Neo4j HA: Election could not pick a winner
Recently I've been spending a reasonable chunk of my time helping people get up and running with their Neo4j High Availability cluster and there's sometimes confusion around how it should be configured.
A Neo4j cluster typically consists of a master and two slaves and you'd usually have it configured so that any machine can be the master.
However, there is a configuration parameter 'ha.slave_only' which can be set to 'true' to ensure that a machine will never be elected as master when an election takes place.
We might configure our machine with that setting if it's acting as a reporting instance but we need to make sure that 2 members don't have that setting otherwise we won't have any failover in the cluster.
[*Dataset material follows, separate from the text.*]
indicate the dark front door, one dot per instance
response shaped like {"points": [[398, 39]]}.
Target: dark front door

For example, if we set two of the machines in the cluster to be slave only and then stop the master we'll see output similar to the following in data/graph.db/messages.log:
2014-01-23 11:17:24.510+0000 INFO [o.n.c.p.a.m.MultiPaxosContext$ElectionContextImpl]: Doing elections for role coordinator 2014-01-23 11:17:24.510+0000 DEBUG [o.n.c.p.e.ElectionState$2]: ElectionState: election-[performRoleElections]->election from:cluster://10.239.8.251:5001 conversation-id:3/13# 2014-01-23 11:17:24.513+0000 DEBUG [o.n.c.p.e.ElectionState$2]: ElectionState: election-[vote:coordinator]->election from:cluster://10.151.24.237:5001 conversation-id:3/13# 2014-01-23 11:17:24.515+0000 DEBUG [o.n.c.p.e.ElectionState$2]: ElectionState: election-[voted]->election from:cluster://10.138.29.197:5001 conversation-id:3/13# 2014-01-23 11:17:24.516+0000 DEBUG [o.n.c.p.e.ElectionState$2]: ElectionState: election-[voted]->election from:cluster://10.151.24.237:5001 conversation-id:3/13# 2014-01-23 11:17:24.519+0000 DEBUG [o.n.c.p.a.m.MultiPaxosContext$ElectionContextImpl$2]: Elections ended up with list  2014-01-23 11:17:24.519+0000 WARN [o.n.c.p.e.ElectionState]: Election could not pick a winner
This message initially looks confusing but what it's telling us is that the cluster was unable to elect a new master, in this case because there were no machines that could be elected as master.
So if you see that message in your logs, check your config to make sure that there are actually machines to choose from.